Signup/Sign In

Scikit-learn CountVectorizer in NLP

Posted in Machine Learning   LAST UPDATED: JULY 1, 2023

    Whenever we work on any NLP-related problem, we process a lot of textual data. The textual data after processing needs to be fed into the model. Since the model doesn't accept textual data and only understands numbers, this data needs to be vectorized.

    What do I mean by vectorized?

    Before we use text for modeling we need to process it. The steps include removing stop words, lemmatizing, stemming, tokenization, and vectorization. Vectorization is a process of converting text data into a machine-readable form. The words are represented as vectors.

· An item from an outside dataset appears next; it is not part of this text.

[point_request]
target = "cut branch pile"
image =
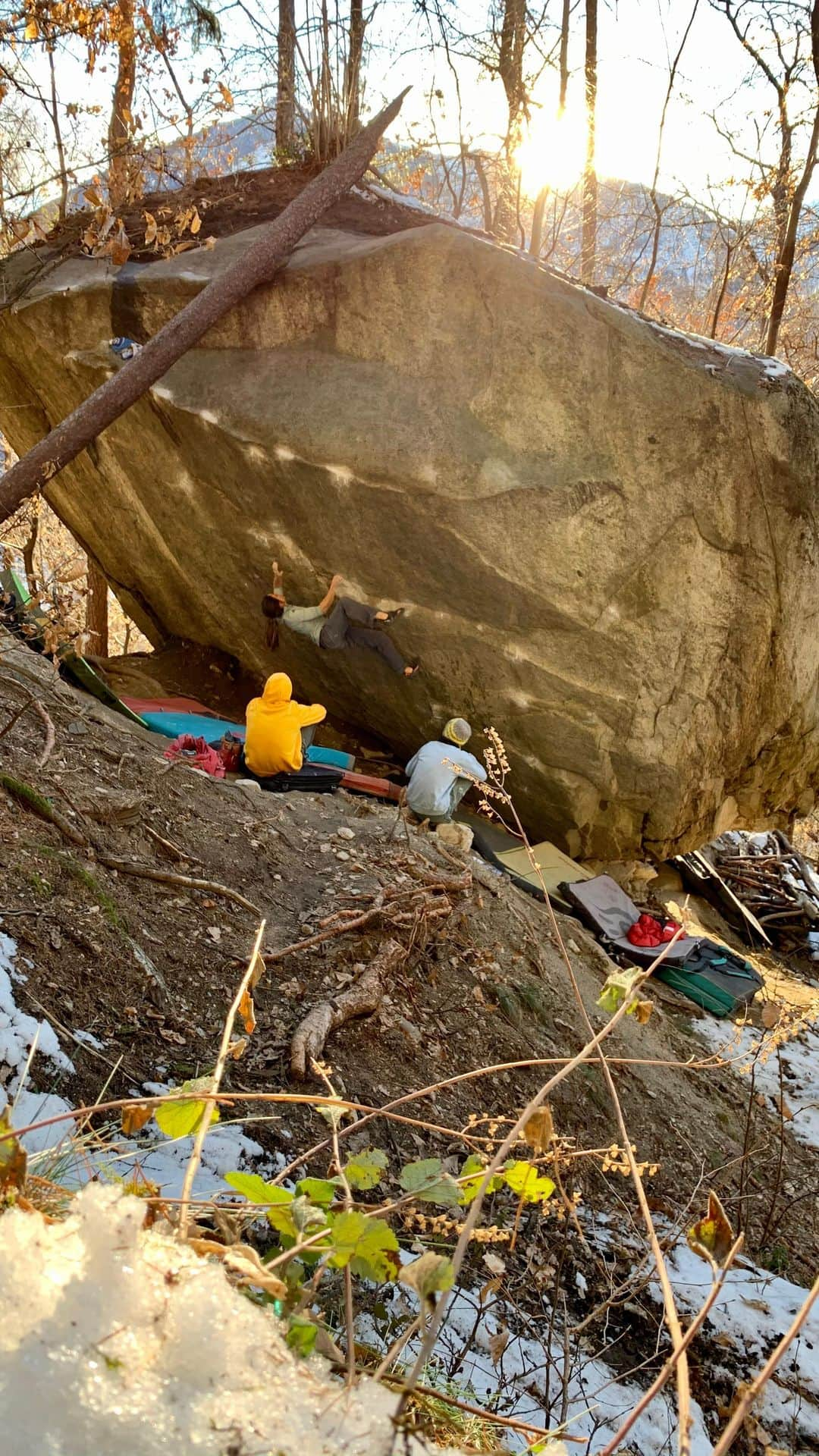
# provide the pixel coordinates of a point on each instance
(774, 883)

    scikit-learn countvectorizer for NLP

    However, our main focus in this article is on CountVectorizer. Let's get started by understanding the Bag of Words model first.

    Bag of Words(BoW) Model

    As mentioned above, we cannot pass text directly to train our models in Natural Language Processing, thus we need to convert it into numbers, which the machine can understand and can perform the required modeling on it. The Bag of Words(BoW) model is a fundamental(and old) way of doing this.

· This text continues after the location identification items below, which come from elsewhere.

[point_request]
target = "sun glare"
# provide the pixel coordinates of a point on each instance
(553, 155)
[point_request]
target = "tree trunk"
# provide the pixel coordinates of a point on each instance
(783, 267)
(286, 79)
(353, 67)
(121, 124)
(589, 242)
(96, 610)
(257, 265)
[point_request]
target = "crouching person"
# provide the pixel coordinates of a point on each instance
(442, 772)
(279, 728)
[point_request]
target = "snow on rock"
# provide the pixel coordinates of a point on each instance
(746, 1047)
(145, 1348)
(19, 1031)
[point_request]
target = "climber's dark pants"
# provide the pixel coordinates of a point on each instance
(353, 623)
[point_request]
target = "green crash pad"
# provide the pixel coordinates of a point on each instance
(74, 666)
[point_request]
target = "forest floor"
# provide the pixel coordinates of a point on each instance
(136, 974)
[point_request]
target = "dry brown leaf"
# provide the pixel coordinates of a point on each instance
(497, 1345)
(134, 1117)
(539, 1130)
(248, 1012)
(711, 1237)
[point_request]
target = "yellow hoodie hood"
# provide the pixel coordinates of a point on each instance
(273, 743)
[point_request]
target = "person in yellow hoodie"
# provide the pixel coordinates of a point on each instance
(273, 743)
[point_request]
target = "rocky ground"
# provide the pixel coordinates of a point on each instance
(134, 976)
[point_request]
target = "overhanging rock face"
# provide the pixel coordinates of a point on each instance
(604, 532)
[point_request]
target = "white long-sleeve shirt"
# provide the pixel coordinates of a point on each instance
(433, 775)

    The BoW model is very simple as it discards all the information and order of the text and just considers the occurrences of the word, in short, it converts a sentence or a paragraph into a bag of words with no meaning. It converts the documents to a fixed-length vector of numbers.

    A unique number is assigned to each word(generally index of an array) along with the count representing the number of occurrence of that word. This is the encoding of the words, in which we are focusing on the representation of the word and not on the order of the word.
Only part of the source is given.